I have a bunch of ebooks, mostly tech, for example purchased from Humble Bundle and from different authors who distribute their work DRM free.
The epub format is basically just a ZIP file with structured content like XHTML, CSS and image files. The images are stored as PNG frequently.
Some publishers forget or don’t know how to optimize the PNG images losslessly. Usually the compression for the final epub file will compress the data significantly if the images aren’t optimized, which is good to keep the target file small.

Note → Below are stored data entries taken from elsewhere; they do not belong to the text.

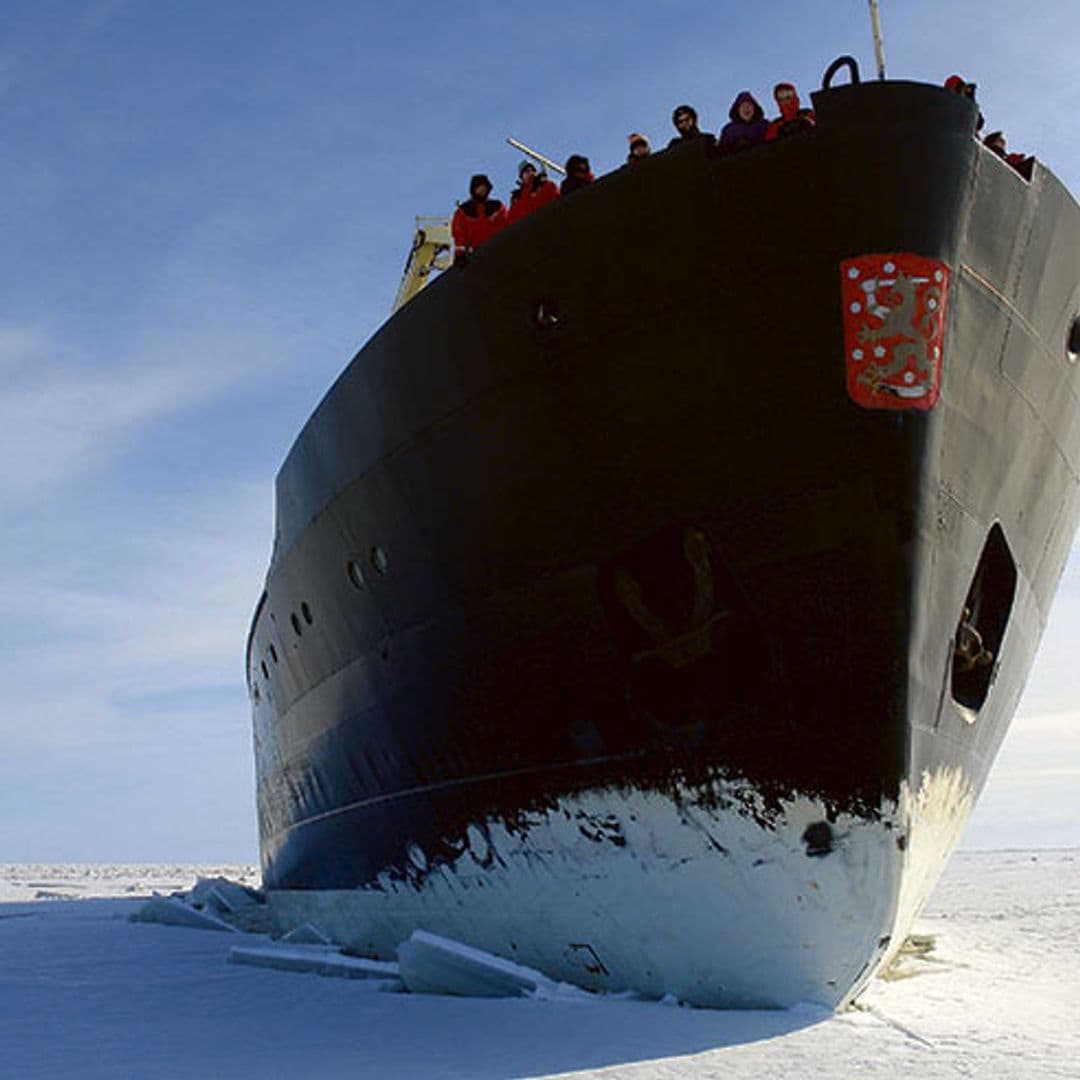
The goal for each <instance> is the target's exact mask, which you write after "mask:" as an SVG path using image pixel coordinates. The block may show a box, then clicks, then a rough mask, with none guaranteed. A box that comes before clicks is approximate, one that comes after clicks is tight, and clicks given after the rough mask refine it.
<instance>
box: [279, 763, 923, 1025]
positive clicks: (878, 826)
mask: <svg viewBox="0 0 1080 1080" xmlns="http://www.w3.org/2000/svg"><path fill="white" fill-rule="evenodd" d="M755 806H756V807H757V810H758V811H760V812H757V813H756V812H753V810H754V807H755ZM904 833H905V829H904V825H903V821H902V819H901V815H900V814H899V812H897V808H896V806H895V804H891V805H889V806H883V807H882V808H881V812H880V813H879V814H878V815H876V816H874V818H873V819H866V818H862V816H858V815H853V814H848V813H838V814H832V815H831V814H829V813H828V811H827V810H826V809H825V808H824V807H823V806H822V805H821V804H820V802H819V801H816V800H814V799H811V798H802V797H795V798H792V799H786V800H784V801H783V802H782V804H781V806H780V807H778V808H773V809H772V810H771V812H769V813H768V815H766V814H765V812H764V807H762V805H761V802H760V800H759V799H758V798H757V796H756V794H755V793H754V792H753V791H752V789H751V788H750V787H748V786H747V785H746V784H745V783H741V782H740V783H731V784H728V783H718V784H716V785H714V786H713V787H712V789H711V791H710V793H708V797H707V798H704V799H702V798H701V797H700V794H699V795H696V794H694V793H693V792H691V791H685V792H681V793H678V794H677V795H675V796H673V795H672V794H667V793H659V792H643V791H627V792H621V791H592V792H585V793H581V794H579V795H576V796H573V797H570V798H564V799H559V800H558V802H557V806H555V807H554V808H553V809H551V810H549V811H546V812H544V813H536V814H531V815H526V818H525V819H524V820H519V821H517V822H515V823H514V826H513V827H512V828H508V827H507V825H505V824H503V823H502V822H500V821H495V820H492V821H487V822H484V823H478V824H476V825H473V826H471V827H470V828H469V829H468V831H467V841H465V848H464V850H463V851H462V853H461V854H460V855H459V856H458V858H457V859H456V860H454V861H453V862H448V863H435V862H429V860H428V858H427V855H426V854H424V852H422V851H421V850H419V849H418V848H415V847H414V848H410V849H409V852H408V862H407V865H406V866H405V867H404V869H402V868H400V867H395V868H393V869H392V870H391V869H388V870H387V872H384V873H382V874H380V875H379V876H378V879H377V882H376V883H375V885H373V886H370V887H367V888H364V889H357V890H326V891H299V890H282V891H275V892H273V893H272V894H271V897H270V903H271V905H272V907H273V912H274V916H275V920H276V922H278V923H279V926H280V928H281V929H286V928H288V927H292V926H296V924H299V923H300V922H305V921H312V922H314V923H316V924H318V926H319V927H320V929H322V930H323V931H324V932H325V933H328V934H329V935H330V936H332V937H333V939H334V940H336V941H341V942H345V943H347V944H348V945H350V946H351V947H353V948H355V949H357V950H360V951H363V953H369V954H372V955H374V956H378V957H388V958H389V957H392V956H393V955H394V949H395V947H396V945H397V944H399V943H400V942H402V941H403V940H404V939H406V937H407V936H408V935H409V934H410V933H411V932H413V931H414V930H416V929H423V930H429V931H432V932H435V933H440V934H444V935H446V936H449V937H455V939H457V940H460V941H462V942H465V943H468V944H470V945H473V946H476V947H478V948H484V949H487V950H489V951H492V953H495V954H497V955H500V956H505V957H510V958H512V959H515V960H518V961H521V962H524V963H527V964H530V966H534V967H538V968H540V969H541V970H543V971H544V972H546V973H548V974H551V975H553V976H555V977H557V978H562V980H565V981H567V982H572V983H577V984H578V985H582V986H586V987H589V988H592V989H596V990H624V989H634V990H637V991H640V993H644V994H647V995H654V996H657V997H660V996H663V995H665V994H673V995H675V996H676V997H678V998H679V999H680V1000H685V1001H688V1002H691V1003H693V1004H699V1005H712V1007H717V1008H778V1007H781V1008H782V1007H787V1005H791V1004H794V1003H796V1002H798V1001H812V1002H818V1003H821V1004H825V1005H829V1007H834V1005H837V1004H839V1003H840V1002H841V1000H843V999H845V998H846V997H847V996H848V995H849V991H850V990H851V988H852V987H853V986H856V985H860V986H861V985H862V983H863V982H864V981H865V978H867V977H869V975H870V974H872V973H873V970H874V969H875V967H876V962H877V961H878V960H879V959H880V958H881V957H883V955H885V954H886V951H887V949H888V946H889V944H890V940H891V939H890V934H891V932H892V930H893V927H894V923H895V907H894V901H895V897H896V895H897V892H899V889H900V881H901V876H902V870H903V865H904V860H905V852H904V848H905V842H904ZM867 957H869V958H870V959H869V960H868V959H867Z"/></svg>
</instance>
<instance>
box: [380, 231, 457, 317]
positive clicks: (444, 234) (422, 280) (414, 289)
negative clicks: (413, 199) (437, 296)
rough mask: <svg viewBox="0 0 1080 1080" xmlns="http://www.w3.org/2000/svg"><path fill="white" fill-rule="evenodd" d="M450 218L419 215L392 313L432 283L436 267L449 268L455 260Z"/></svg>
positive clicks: (405, 261)
mask: <svg viewBox="0 0 1080 1080" xmlns="http://www.w3.org/2000/svg"><path fill="white" fill-rule="evenodd" d="M453 243H454V242H453V239H451V237H450V219H449V218H447V217H418V218H417V219H416V232H415V233H414V234H413V246H411V248H409V253H408V258H407V259H406V260H405V271H404V273H403V274H402V283H401V285H399V286H397V296H395V297H394V306H393V309H392V310H391V314H393V312H394V311H396V310H397V309H399V308H401V307H404V306H405V305H406V303H408V301H409V300H411V299H413V297H414V296H416V294H417V293H419V292H420V289H421V288H423V286H424V285H427V284H428V279H429V278H430V276H431V272H432V270H445V269H446V268H447V267H448V266H450V264H451V261H453V254H451V247H453Z"/></svg>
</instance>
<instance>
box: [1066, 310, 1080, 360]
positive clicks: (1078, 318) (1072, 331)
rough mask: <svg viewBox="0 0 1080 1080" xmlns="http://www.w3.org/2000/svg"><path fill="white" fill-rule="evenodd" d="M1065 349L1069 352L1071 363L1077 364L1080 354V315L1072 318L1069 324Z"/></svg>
mask: <svg viewBox="0 0 1080 1080" xmlns="http://www.w3.org/2000/svg"><path fill="white" fill-rule="evenodd" d="M1065 350H1066V352H1067V353H1068V357H1069V363H1071V364H1075V363H1076V362H1077V357H1078V356H1080V315H1077V316H1076V318H1075V319H1074V320H1072V325H1071V326H1069V336H1068V338H1066V341H1065Z"/></svg>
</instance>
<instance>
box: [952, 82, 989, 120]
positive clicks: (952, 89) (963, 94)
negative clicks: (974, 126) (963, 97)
mask: <svg viewBox="0 0 1080 1080" xmlns="http://www.w3.org/2000/svg"><path fill="white" fill-rule="evenodd" d="M945 89H946V90H948V91H950V92H951V93H954V94H959V95H960V96H961V97H970V98H971V100H972V103H974V104H975V107H976V108H977V107H978V106H977V103H976V102H975V90H976V89H977V87H976V86H975V84H974V83H973V82H968V81H967V80H966V79H964V78H963V77H962V76H959V75H950V76H949V77H948V78H947V79H946V80H945ZM985 123H986V120H985V119H984V118H983V112H982V109H980V111H978V116H977V117H976V118H975V131H976V132H981V131H982V130H983V126H984V125H985Z"/></svg>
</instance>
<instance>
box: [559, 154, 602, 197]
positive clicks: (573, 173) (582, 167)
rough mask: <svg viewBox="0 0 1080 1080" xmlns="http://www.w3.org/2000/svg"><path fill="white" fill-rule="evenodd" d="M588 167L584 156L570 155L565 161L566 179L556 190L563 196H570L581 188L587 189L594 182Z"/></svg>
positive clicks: (574, 154) (592, 177)
mask: <svg viewBox="0 0 1080 1080" xmlns="http://www.w3.org/2000/svg"><path fill="white" fill-rule="evenodd" d="M595 179H596V177H595V176H593V174H592V171H591V168H590V165H589V159H588V158H586V157H584V154H580V153H571V154H570V157H569V158H567V159H566V179H565V180H563V183H562V184H561V185H559V187H558V190H559V192H561V193H562V194H564V195H569V194H572V193H573V192H575V191H578V190H580V189H581V188H584V187H588V186H589V185H590V184H592V183H593V180H595Z"/></svg>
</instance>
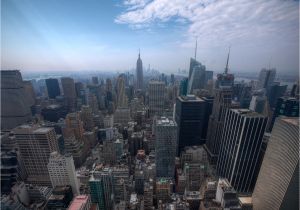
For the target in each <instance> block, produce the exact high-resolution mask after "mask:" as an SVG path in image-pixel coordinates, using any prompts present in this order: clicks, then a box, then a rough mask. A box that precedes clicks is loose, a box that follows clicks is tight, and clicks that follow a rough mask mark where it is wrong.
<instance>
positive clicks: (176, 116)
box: [175, 95, 206, 154]
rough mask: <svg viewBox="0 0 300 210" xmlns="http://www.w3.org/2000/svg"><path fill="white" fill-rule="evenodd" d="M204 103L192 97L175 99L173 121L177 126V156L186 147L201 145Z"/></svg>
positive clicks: (204, 120) (196, 96) (177, 98)
mask: <svg viewBox="0 0 300 210" xmlns="http://www.w3.org/2000/svg"><path fill="white" fill-rule="evenodd" d="M205 108H206V103H205V101H204V100H202V99H200V98H198V97H197V96H194V95H187V96H179V97H177V99H176V109H175V121H176V123H177V126H178V134H177V135H178V144H179V150H178V154H180V152H181V151H182V150H183V149H184V147H186V146H193V145H201V144H204V143H205V140H204V139H201V137H202V132H203V130H204V122H205V114H206V109H205Z"/></svg>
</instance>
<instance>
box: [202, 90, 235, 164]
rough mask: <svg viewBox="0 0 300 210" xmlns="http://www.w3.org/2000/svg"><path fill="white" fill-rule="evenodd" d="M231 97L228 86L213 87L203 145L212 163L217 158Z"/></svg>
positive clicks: (219, 148)
mask: <svg viewBox="0 0 300 210" xmlns="http://www.w3.org/2000/svg"><path fill="white" fill-rule="evenodd" d="M231 97H232V90H231V89H230V88H221V89H215V95H214V102H213V109H212V114H211V115H210V118H209V123H208V132H207V141H206V146H205V148H206V149H207V152H208V156H209V159H210V162H211V163H212V164H216V162H217V159H218V154H219V150H220V144H221V138H222V130H223V124H224V117H225V111H226V109H228V108H230V107H231Z"/></svg>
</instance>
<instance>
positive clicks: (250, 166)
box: [217, 109, 267, 193]
mask: <svg viewBox="0 0 300 210" xmlns="http://www.w3.org/2000/svg"><path fill="white" fill-rule="evenodd" d="M266 125H267V117H265V116H264V115H261V114H258V113H256V112H252V111H250V110H248V109H228V110H227V111H226V116H225V123H224V128H223V132H222V141H221V147H220V154H219V158H218V163H217V172H218V174H219V175H220V176H221V177H225V178H227V179H228V180H229V182H230V184H231V185H232V186H233V187H234V189H235V190H237V191H238V192H241V193H248V192H252V190H253V189H254V185H255V182H256V178H257V176H255V174H256V171H257V170H259V167H260V165H259V164H258V163H259V160H258V157H259V153H260V149H261V145H262V140H263V135H264V132H265V129H266Z"/></svg>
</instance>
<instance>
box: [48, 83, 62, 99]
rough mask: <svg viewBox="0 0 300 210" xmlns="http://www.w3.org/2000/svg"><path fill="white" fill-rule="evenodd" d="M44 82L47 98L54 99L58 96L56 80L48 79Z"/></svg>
mask: <svg viewBox="0 0 300 210" xmlns="http://www.w3.org/2000/svg"><path fill="white" fill-rule="evenodd" d="M45 82H46V86H47V91H48V97H49V98H53V99H55V98H56V96H59V95H60V89H59V84H58V79H53V78H49V79H46V80H45Z"/></svg>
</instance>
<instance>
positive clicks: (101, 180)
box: [89, 175, 106, 210]
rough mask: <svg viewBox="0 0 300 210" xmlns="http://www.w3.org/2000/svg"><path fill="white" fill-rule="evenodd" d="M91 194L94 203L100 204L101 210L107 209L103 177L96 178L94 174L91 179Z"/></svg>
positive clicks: (90, 184) (98, 206)
mask: <svg viewBox="0 0 300 210" xmlns="http://www.w3.org/2000/svg"><path fill="white" fill-rule="evenodd" d="M89 186H90V194H91V200H92V203H96V204H97V205H98V208H99V210H106V208H105V198H104V184H103V181H102V179H99V178H95V177H94V176H93V175H92V176H91V178H90V180H89Z"/></svg>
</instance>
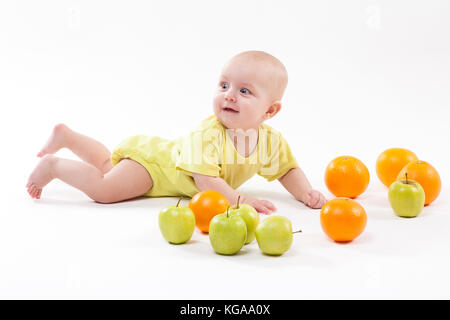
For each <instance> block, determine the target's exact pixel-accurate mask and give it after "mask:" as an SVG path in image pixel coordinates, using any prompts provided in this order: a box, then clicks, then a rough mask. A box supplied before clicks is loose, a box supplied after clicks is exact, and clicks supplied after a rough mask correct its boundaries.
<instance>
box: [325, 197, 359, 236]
mask: <svg viewBox="0 0 450 320" xmlns="http://www.w3.org/2000/svg"><path fill="white" fill-rule="evenodd" d="M366 223H367V215H366V211H365V210H364V208H363V207H362V206H361V205H360V204H359V203H358V202H356V201H355V200H352V199H349V198H335V199H333V200H330V201H328V202H327V203H325V204H324V205H323V207H322V209H321V210H320V224H321V225H322V229H323V231H324V232H325V234H326V235H327V236H329V237H330V238H331V239H333V240H334V241H337V242H348V241H352V240H353V239H355V238H356V237H357V236H359V235H360V234H361V233H362V232H363V231H364V228H365V227H366Z"/></svg>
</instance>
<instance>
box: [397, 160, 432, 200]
mask: <svg viewBox="0 0 450 320" xmlns="http://www.w3.org/2000/svg"><path fill="white" fill-rule="evenodd" d="M406 174H407V175H408V179H411V180H414V181H417V182H418V183H419V184H420V185H421V186H422V188H423V191H425V205H429V204H430V203H431V202H433V201H434V200H436V198H437V197H438V195H439V193H440V192H441V177H440V176H439V173H438V172H437V170H436V169H435V168H434V167H433V166H432V165H431V164H429V163H428V162H425V161H422V160H417V161H413V162H410V163H408V164H407V165H406V166H405V167H403V169H402V170H401V171H400V172H399V174H398V176H397V180H400V179H405V175H406Z"/></svg>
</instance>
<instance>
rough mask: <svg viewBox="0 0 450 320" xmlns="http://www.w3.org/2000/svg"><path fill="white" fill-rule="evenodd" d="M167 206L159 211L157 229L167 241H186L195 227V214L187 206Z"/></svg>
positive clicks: (179, 242) (173, 242) (179, 243)
mask: <svg viewBox="0 0 450 320" xmlns="http://www.w3.org/2000/svg"><path fill="white" fill-rule="evenodd" d="M180 201H181V199H180V200H178V203H177V205H176V206H168V207H167V208H164V209H163V210H162V211H161V212H160V213H159V229H160V230H161V233H162V235H163V237H164V239H166V240H167V241H169V242H170V243H173V244H181V243H185V242H186V241H188V240H189V239H190V238H191V237H192V234H193V233H194V229H195V216H194V213H193V212H192V210H191V209H189V207H187V206H180V205H179V204H180Z"/></svg>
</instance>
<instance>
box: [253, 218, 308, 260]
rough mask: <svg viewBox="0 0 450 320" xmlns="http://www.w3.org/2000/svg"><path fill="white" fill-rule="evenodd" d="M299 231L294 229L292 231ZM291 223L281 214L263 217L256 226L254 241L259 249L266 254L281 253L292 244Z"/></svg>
mask: <svg viewBox="0 0 450 320" xmlns="http://www.w3.org/2000/svg"><path fill="white" fill-rule="evenodd" d="M297 232H301V231H300V230H299V231H296V232H294V233H297ZM292 234H293V232H292V224H291V221H290V220H289V219H288V218H286V217H283V216H271V217H268V218H265V219H263V220H262V221H261V223H260V224H259V225H258V227H256V232H255V235H256V241H257V242H258V246H259V248H260V249H261V251H262V252H263V253H265V254H268V255H282V254H283V253H285V252H286V251H288V250H289V248H290V247H291V244H292V238H293V236H292Z"/></svg>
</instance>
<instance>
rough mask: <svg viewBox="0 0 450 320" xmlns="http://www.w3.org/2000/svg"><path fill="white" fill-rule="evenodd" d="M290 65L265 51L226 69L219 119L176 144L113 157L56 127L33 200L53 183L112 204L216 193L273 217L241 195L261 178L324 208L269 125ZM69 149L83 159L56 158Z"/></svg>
mask: <svg viewBox="0 0 450 320" xmlns="http://www.w3.org/2000/svg"><path fill="white" fill-rule="evenodd" d="M287 80H288V76H287V71H286V69H285V67H284V65H283V64H282V63H281V62H280V61H279V60H278V59H277V58H275V57H273V56H272V55H270V54H268V53H265V52H262V51H246V52H242V53H240V54H237V55H236V56H234V57H232V58H231V60H230V61H228V63H227V64H226V65H225V66H224V67H223V69H222V73H221V75H220V79H219V82H218V85H217V91H216V94H215V97H214V101H213V109H214V115H212V116H210V117H208V118H206V119H204V120H203V121H202V122H201V123H200V125H199V126H198V127H197V129H196V130H194V131H193V132H191V133H190V134H188V135H186V136H184V137H181V138H178V139H175V140H166V139H162V138H159V137H151V136H142V135H140V136H134V137H131V138H127V139H125V140H124V141H122V142H121V143H120V144H119V145H118V146H117V148H116V149H115V150H114V151H113V152H112V153H110V151H109V150H108V149H107V148H106V147H105V146H104V145H103V144H101V143H100V142H98V141H96V140H94V139H92V138H90V137H87V136H85V135H82V134H80V133H77V132H75V131H73V130H71V129H70V128H68V127H67V126H66V125H64V124H58V125H56V126H55V128H54V129H53V132H52V134H51V136H50V138H49V139H48V141H47V143H46V144H45V145H44V147H43V148H42V150H41V151H40V152H39V153H38V154H37V156H38V157H41V158H42V159H41V161H40V162H39V164H38V165H37V166H36V168H35V169H34V170H33V172H32V173H31V175H30V177H29V179H28V183H27V185H26V187H27V189H28V193H29V194H30V196H31V197H32V198H36V199H39V198H40V197H41V193H42V188H43V187H45V186H46V185H47V184H48V183H49V182H50V181H52V180H53V179H60V180H62V181H64V182H65V183H67V184H69V185H71V186H73V187H75V188H77V189H79V190H81V191H83V192H84V193H85V194H86V195H87V196H89V197H90V198H91V199H93V200H94V201H97V202H100V203H113V202H118V201H123V200H126V199H131V198H135V197H138V196H148V197H164V196H187V197H192V196H193V195H194V194H196V193H197V192H199V191H202V190H216V191H218V192H220V193H221V194H223V195H224V196H225V197H226V198H227V199H228V200H229V202H230V204H235V203H236V202H237V199H238V197H239V196H240V202H241V203H247V204H250V205H251V206H253V207H254V208H255V209H256V210H257V211H258V212H260V213H264V214H270V213H272V212H273V211H275V210H276V207H275V206H274V205H273V204H272V203H271V202H270V201H267V200H262V199H256V198H252V197H246V196H245V195H241V194H240V193H239V192H238V191H236V190H235V189H236V188H238V187H239V186H240V185H241V184H242V183H244V182H245V181H246V180H248V179H249V178H250V177H252V176H253V175H254V174H255V173H256V174H259V175H260V176H262V177H264V178H265V179H267V180H268V181H273V180H275V179H278V181H280V183H281V184H282V185H283V186H284V187H285V188H286V190H287V191H289V192H290V193H291V194H292V195H293V196H294V197H295V199H297V200H298V201H301V202H303V203H304V204H306V205H307V206H309V207H311V208H321V207H322V205H323V204H324V203H325V202H326V200H325V197H324V196H323V195H322V194H321V193H320V192H319V191H316V190H314V189H312V187H311V185H310V183H309V182H308V179H307V178H306V176H305V174H304V173H303V171H302V170H301V169H300V168H299V166H298V164H297V162H296V160H295V158H294V156H293V155H292V153H291V150H290V148H289V145H288V143H287V142H286V140H284V139H283V137H282V136H281V134H280V133H279V132H278V131H276V130H274V129H273V128H271V127H270V126H268V125H266V124H264V122H265V121H266V120H268V119H271V118H273V117H274V116H275V115H276V114H277V113H278V112H279V111H280V109H281V98H282V96H283V93H284V90H285V88H286V85H287ZM61 148H68V149H70V150H71V151H72V152H74V153H75V154H76V155H77V156H79V157H80V158H81V159H82V160H83V161H74V160H69V159H63V158H59V157H56V156H54V155H53V154H54V153H56V152H57V151H58V150H59V149H61Z"/></svg>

But this still means that the compression for the files within the epub container is not optimal.
Why is the compression for files in the epub container relevant?
The epub reader software must somehow extract all the contents in order to display the ebook. The implementation details differ, I think most commonly they will just extract the contents to a temporary location.
Let’s take this book I got in a Humble Bundle as an example. It’s one of the more extreme ones, just to show what I mean:
The file with original_epub
at the end is the file I received as a download.
If I check this epub with zipinfo
I can see that the compression ratio is 94,4%
1364804253
bytes uncompressed (1301MB)
76907502
bytes compressed (73MB) is ~ the size of the epub file
Which means that the ebook reader must store that data somewhere when opening the epub file for the first time. In my case it’s especially relevant because I self host calibre, where I enabled a web version of the reader, so I can access my ebooks from any browser. For this ebook I would have to download 1301MB just to open the book.
On some mobile devices with storage constrains having an epub in this format might utilize a large portion of the device storage. Some epub apps also might have a bad cache management.
Calibre ebook-polish to the rescue
CLI method
If you don’t use calibre for managing ebooks, but you still want to optimize some of your ebooks you can install calibre just because it comes with a command line tool ebook-polish
. To optimize the PNG images use ebook-polish -i <filename>
. The output will be stored as a new file, appended with _polished
.
ebook-polish
help output:
-i, --compress-images
Losslessly compress images in the book, to reduce the
filesize, without affecting image quality
It is not recommended to use this tool via CLI on an existing calibre library, because calibre should do all operations on the files and database. For an existing library you can use the next method:
calibre GUI method
This allows to optimize PNG images for multiple ebooks for an existing calibre library.
Go to Preferences
- Toolbars & menus
Select The main toolbar
and add Polish books
to the current actions.
You can then select books and hit the polish button in the menu bar and activate Losslessly compress images
This process is very CPU intensive. For this example it ran on a smaller server with 4 cores, so it should be faster on your device.
calibre uses optipng for this, here you can read more about it. I like that it’s lossless, because I don’t want to degrade the image quality the editor or author chose for the ebook permanently.
As you might have seen in the first screenshot:
The resulting epub file went from 74MB to 62MB. Only a 12MB difference, but now we know that our ebook reader doesn’t have to expand that file to 1301MB anymore.